Grammar Correction¶
Fix grammatical errors in text using CoEdIT or Flan-T5 encoder-decoder models.
Quick example¶
try (var corrector = CoeditGrammarCorrector.coeditBase().build()) {
String corrected = corrector.correct("She don't likes swimming.");
System.out.println(corrected); // She doesn't like swimming.
}
Full example¶
import io.github.inference4j.generation.GenerationResult;
import io.github.inference4j.nlp.CoeditGrammarCorrector;
public class GrammarCorrection {
public static void main(String[] args) {
try (var corrector = CoeditGrammarCorrector.coeditBase()
.maxNewTokens(200)
.build()) {
String[] sentences = {
"She don't likes swimming.",
"Me and him went to the store yesterday.",
"The informations is very useful for we."
};
for (String sentence : sentences) {
GenerationResult result = corrector.correct(sentence,
token -> System.out.print(token));
System.out.println();
System.out.printf(" → %d tokens in %,d ms%n",
result.generatedTokens(), result.duration().toMillis());
}
}
}
}
Using Flan-T5 as an alternative¶
FlanT5TextGenerator can also correct grammar. It implements the same GrammarCorrector interface:
import io.github.inference4j.nlp.FlanT5TextGenerator;
import io.github.inference4j.nlp.GrammarCorrector;
// Both implement GrammarCorrector — swap freely
GrammarCorrector corrector = FlanT5TextGenerator.flanT5Base()
.maxNewTokens(200)
.build();
Model presets¶
CoeditGrammarCorrector¶
| Preset | Model | Parameters | Size |
|---|---|---|---|
CoeditGrammarCorrector.coeditBase() |
CoEdIT Base | 250M | ~900 MB |
CoeditGrammarCorrector.coeditLarge() |
CoEdIT Large | 780M | ~3 GB |
FlanT5TextGenerator¶
| Preset | Model | Parameters | Size |
|---|---|---|---|
FlanT5TextGenerator.flanT5Small() |
Flan-T5 Small | 77M | ~300 MB |
FlanT5TextGenerator.flanT5Base() |
Flan-T5 Base | 250M | ~900 MB |
FlanT5TextGenerator.flanT5Large() |
Flan-T5 Large | 780M | ~3 GB |
Builder options¶
| Method | Type | Default | Description |
|---|---|---|---|
.modelId(String) |
String |
Preset-dependent | HuggingFace model ID |
.modelSource(ModelSource) |
ModelSource |
HuggingFaceModelSource |
Model resolution strategy |
.sessionOptions(SessionConfigurer) |
SessionConfigurer |
default | ONNX Runtime session config |
.tokenizerProvider(TokenizerProvider) |
TokenizerProvider |
SentencePieceBpeTokenizer |
Tokenizer construction strategy |
.maxNewTokens(int) |
int |
256 |
Maximum tokens to generate |
.temperature(float) |
float |
0.0 |
Sampling temperature |
.topK(int) |
int |
0 (disabled) |
Top-K sampling |
.topP(float) |
float |
0.0 (disabled) |
Nucleus sampling |
.eosTokenId(int) |
int |
Auto-detected | End-of-sequence token ID |
.addedToken(String) |
String |
— | Register a special token for atomic encoding |
Result type¶
GenerationResult is a record with:
| Field | Type | Description |
|---|---|---|
text() |
String |
The corrected text |
promptTokens() |
int |
Number of tokens in the input |
generatedTokens() |
int |
Number of tokens generated |
duration() |
Duration |
Wall-clock generation time |
The convenience method correct(text) returns the corrected text as a plain String.
Tips¶
- CoEdIT is specifically trained for grammar correction (using the "Fix grammatical errors" instruction internally). It produces more reliable corrections than general-purpose models.
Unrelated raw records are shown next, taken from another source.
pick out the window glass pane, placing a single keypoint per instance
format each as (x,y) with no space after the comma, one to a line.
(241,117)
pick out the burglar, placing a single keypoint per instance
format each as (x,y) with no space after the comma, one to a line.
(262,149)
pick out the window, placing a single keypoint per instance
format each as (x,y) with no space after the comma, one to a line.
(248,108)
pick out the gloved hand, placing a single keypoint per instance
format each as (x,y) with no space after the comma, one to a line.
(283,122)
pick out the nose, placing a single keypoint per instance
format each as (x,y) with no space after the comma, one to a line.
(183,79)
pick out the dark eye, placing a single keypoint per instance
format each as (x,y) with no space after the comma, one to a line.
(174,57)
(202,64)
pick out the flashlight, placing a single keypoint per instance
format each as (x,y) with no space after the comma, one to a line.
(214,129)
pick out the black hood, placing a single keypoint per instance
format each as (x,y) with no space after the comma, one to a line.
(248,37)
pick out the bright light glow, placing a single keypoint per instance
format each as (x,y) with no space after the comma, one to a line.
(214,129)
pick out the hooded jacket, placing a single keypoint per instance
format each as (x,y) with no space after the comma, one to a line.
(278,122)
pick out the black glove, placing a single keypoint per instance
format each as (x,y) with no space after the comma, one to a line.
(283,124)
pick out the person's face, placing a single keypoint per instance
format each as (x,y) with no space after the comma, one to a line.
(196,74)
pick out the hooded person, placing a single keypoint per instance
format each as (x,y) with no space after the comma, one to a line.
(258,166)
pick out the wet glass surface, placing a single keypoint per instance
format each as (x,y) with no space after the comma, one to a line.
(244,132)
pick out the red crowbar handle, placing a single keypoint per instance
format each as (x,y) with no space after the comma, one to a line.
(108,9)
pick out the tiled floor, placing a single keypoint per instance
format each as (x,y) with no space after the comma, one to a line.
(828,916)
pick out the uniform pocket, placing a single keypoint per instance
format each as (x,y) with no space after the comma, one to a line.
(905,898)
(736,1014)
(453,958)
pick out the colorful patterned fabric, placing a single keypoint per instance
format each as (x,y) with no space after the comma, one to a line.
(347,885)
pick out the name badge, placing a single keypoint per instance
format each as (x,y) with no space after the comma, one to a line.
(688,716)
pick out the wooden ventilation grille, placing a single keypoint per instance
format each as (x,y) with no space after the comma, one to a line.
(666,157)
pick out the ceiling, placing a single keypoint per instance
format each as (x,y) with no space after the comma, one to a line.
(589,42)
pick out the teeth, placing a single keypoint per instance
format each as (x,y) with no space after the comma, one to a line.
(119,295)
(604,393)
- Flan-T5 is a general-purpose model that also handles summarization, translation, and SQL generation. Use it when you need multiple tasks from a single model.
- Use greedy decoding (default
temperature=0) for grammar correction — sampling introduces random variations. - CoEdIT automatically prepends the instruction prefix
"Fix grammatical errors in this sentence: "— just pass the raw text tocorrect(). - For batch correction, reuse the same instance — each call to
correct()runs an independent generation.